Smoking Apples produce theatre that combines puppetry and visual imagery, and are known for their unconventional choice of subject matter.
In their latest production they tackle the fishing industry, showing the problems faced by small independent fisheries. Our main puppet character is Alf, a man who has fished the Cornish coast all his life but is now plagued by debt and preyed upon by the larger companies, who threaten to buy-up his fishing quota.
Whilst the plot may be pedestrian, the puppetry is poetic. Alf is created with a minimalist beauty; we see only his head and hands and yet the ensemble’s well-observed movements are able to convey a world of emotions. We see him ignoring the worsening fate of his business and turning instead to drink.
Meanwhile the strained relationship with his son is only made worse when the magnitude of his debt is revealed.
Smoking Apples are able to communicate the subtleties of this father-son relationship without the actors actually exchanging any dialogue at all. Rather, the puppet functions more like a mask, with the puppeteers control their movements without adding anything more than an ‘arrrr’ or a ‘mmm’. Important plot points are relayed through recorded answerphone messages, which is a clever idea at first, but the device becomes a little tired by the play’s end.

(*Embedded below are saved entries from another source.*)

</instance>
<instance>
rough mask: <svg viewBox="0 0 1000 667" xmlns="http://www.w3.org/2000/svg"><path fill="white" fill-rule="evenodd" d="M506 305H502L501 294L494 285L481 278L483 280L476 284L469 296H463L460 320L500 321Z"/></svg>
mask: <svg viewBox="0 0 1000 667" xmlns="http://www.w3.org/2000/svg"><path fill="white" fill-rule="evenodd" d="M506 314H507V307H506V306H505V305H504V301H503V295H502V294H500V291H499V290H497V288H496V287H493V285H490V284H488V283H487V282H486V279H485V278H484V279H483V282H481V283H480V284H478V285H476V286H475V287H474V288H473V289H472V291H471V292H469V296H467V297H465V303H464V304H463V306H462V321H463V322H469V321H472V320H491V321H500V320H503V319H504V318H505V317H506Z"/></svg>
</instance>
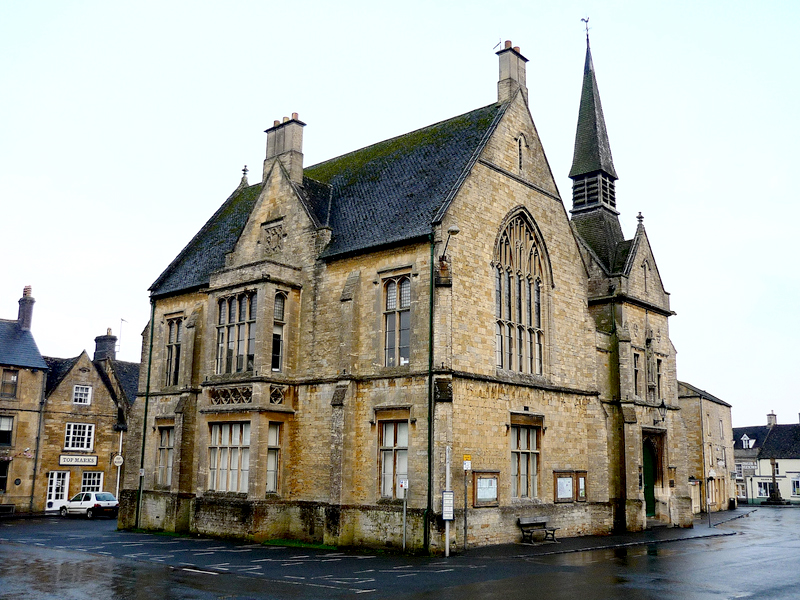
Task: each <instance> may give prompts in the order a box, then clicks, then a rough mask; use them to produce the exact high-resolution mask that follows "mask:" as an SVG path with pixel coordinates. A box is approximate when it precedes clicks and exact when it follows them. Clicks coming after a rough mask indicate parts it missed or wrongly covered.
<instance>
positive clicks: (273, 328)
mask: <svg viewBox="0 0 800 600" xmlns="http://www.w3.org/2000/svg"><path fill="white" fill-rule="evenodd" d="M285 327H286V294H285V293H283V292H278V293H277V294H275V304H274V306H273V308H272V362H271V364H272V370H273V371H274V372H280V371H283V362H284V346H285V343H284V342H285V335H284V334H285V332H284V329H285Z"/></svg>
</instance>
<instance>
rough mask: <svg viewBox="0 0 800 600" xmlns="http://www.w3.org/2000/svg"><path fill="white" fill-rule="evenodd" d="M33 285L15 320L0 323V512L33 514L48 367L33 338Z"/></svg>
mask: <svg viewBox="0 0 800 600" xmlns="http://www.w3.org/2000/svg"><path fill="white" fill-rule="evenodd" d="M35 302H36V301H35V300H34V299H33V296H32V295H31V288H30V286H26V287H25V289H24V290H23V292H22V298H20V301H19V312H18V316H17V319H16V320H7V319H0V513H11V512H29V511H30V510H32V500H33V496H34V493H36V490H35V487H34V481H35V479H36V457H37V450H38V446H37V439H38V437H39V427H40V424H41V406H42V403H43V401H44V386H45V377H46V375H47V364H46V363H45V361H44V359H43V358H42V355H41V354H40V353H39V348H38V347H37V346H36V341H35V340H34V339H33V334H32V333H31V322H32V320H33V304H34V303H35Z"/></svg>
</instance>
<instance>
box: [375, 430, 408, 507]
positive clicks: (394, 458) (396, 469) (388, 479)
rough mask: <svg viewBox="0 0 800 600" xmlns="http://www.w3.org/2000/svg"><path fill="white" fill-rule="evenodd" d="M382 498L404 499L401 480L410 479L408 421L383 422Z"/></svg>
mask: <svg viewBox="0 0 800 600" xmlns="http://www.w3.org/2000/svg"><path fill="white" fill-rule="evenodd" d="M380 423H381V426H380V434H381V440H380V448H381V449H380V460H381V465H380V473H381V496H382V497H383V498H402V497H403V493H402V491H401V488H400V480H401V479H408V421H381V422H380Z"/></svg>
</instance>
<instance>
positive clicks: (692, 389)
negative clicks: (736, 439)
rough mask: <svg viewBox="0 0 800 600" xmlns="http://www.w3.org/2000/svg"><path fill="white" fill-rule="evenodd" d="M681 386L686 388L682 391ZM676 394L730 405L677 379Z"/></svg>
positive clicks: (695, 387)
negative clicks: (695, 396)
mask: <svg viewBox="0 0 800 600" xmlns="http://www.w3.org/2000/svg"><path fill="white" fill-rule="evenodd" d="M681 386H683V387H684V388H686V392H683V391H682V390H681ZM678 396H679V397H681V398H685V397H694V396H699V397H700V398H702V399H703V400H709V401H711V402H714V403H716V404H720V405H722V406H727V407H728V408H730V407H731V405H730V404H728V403H727V402H725V401H724V400H720V399H719V398H717V397H716V396H712V395H711V394H709V393H708V392H706V391H705V390H701V389H700V388H699V387H695V386H693V385H692V384H691V383H686V382H685V381H678ZM740 437H741V436H740Z"/></svg>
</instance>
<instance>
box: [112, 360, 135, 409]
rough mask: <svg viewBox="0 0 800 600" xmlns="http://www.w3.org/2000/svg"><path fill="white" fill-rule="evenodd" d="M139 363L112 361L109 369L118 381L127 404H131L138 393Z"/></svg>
mask: <svg viewBox="0 0 800 600" xmlns="http://www.w3.org/2000/svg"><path fill="white" fill-rule="evenodd" d="M139 366H140V365H139V363H131V362H125V361H122V360H112V361H111V367H112V368H113V369H114V373H115V374H116V376H117V379H118V380H119V385H120V387H122V392H123V393H124V394H125V399H126V400H127V402H128V404H129V405H130V404H133V401H134V400H136V394H137V393H138V391H139Z"/></svg>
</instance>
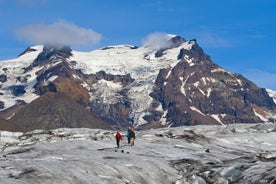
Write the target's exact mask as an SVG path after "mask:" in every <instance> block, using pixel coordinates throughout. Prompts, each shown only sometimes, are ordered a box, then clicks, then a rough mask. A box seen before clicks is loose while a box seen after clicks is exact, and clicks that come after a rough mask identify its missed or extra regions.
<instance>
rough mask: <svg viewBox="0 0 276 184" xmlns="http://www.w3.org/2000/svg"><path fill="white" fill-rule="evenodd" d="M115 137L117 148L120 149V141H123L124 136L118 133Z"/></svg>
mask: <svg viewBox="0 0 276 184" xmlns="http://www.w3.org/2000/svg"><path fill="white" fill-rule="evenodd" d="M115 137H116V143H117V148H119V146H120V141H121V140H122V135H121V134H120V132H118V131H117V133H116V135H115Z"/></svg>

There is much to enjoy in this production, though. Foremost it’s the creative ensemble work; Smoking Apples construct spaces such as a ship’s deck in Cornwall or Ronnie Scott’s Jazz Club in London with simplicity. They also transition between locations with imaginative flair. For example, Alf’s visits to see his son in London involve rainy car journeys, and these take the form of model cars being pushed along a plank under the outpourings of a watering can- the audience lapped up these charming touches.
It’s the same sort of charm that makes one of the puppets- the downcast seagull- one of the highlights of the show. He’s always so close to getting his beak around a morsel of fish or a leftover chip and yet misses out time and time again, which forms a nice comic parallel to Alf’s own journey. The audience end up rooting for both these characters, and it’s satisfying to see their happy endings linked; sardines fill the seagull’s belly and Alf’s pockets.
Although the narrative dips at times, In Our Hands provides the audience with lots of visual pleasure. This company is brimming with talent and hopefully their next piece will tighten up the content so it matches the ingenuity of their style and form.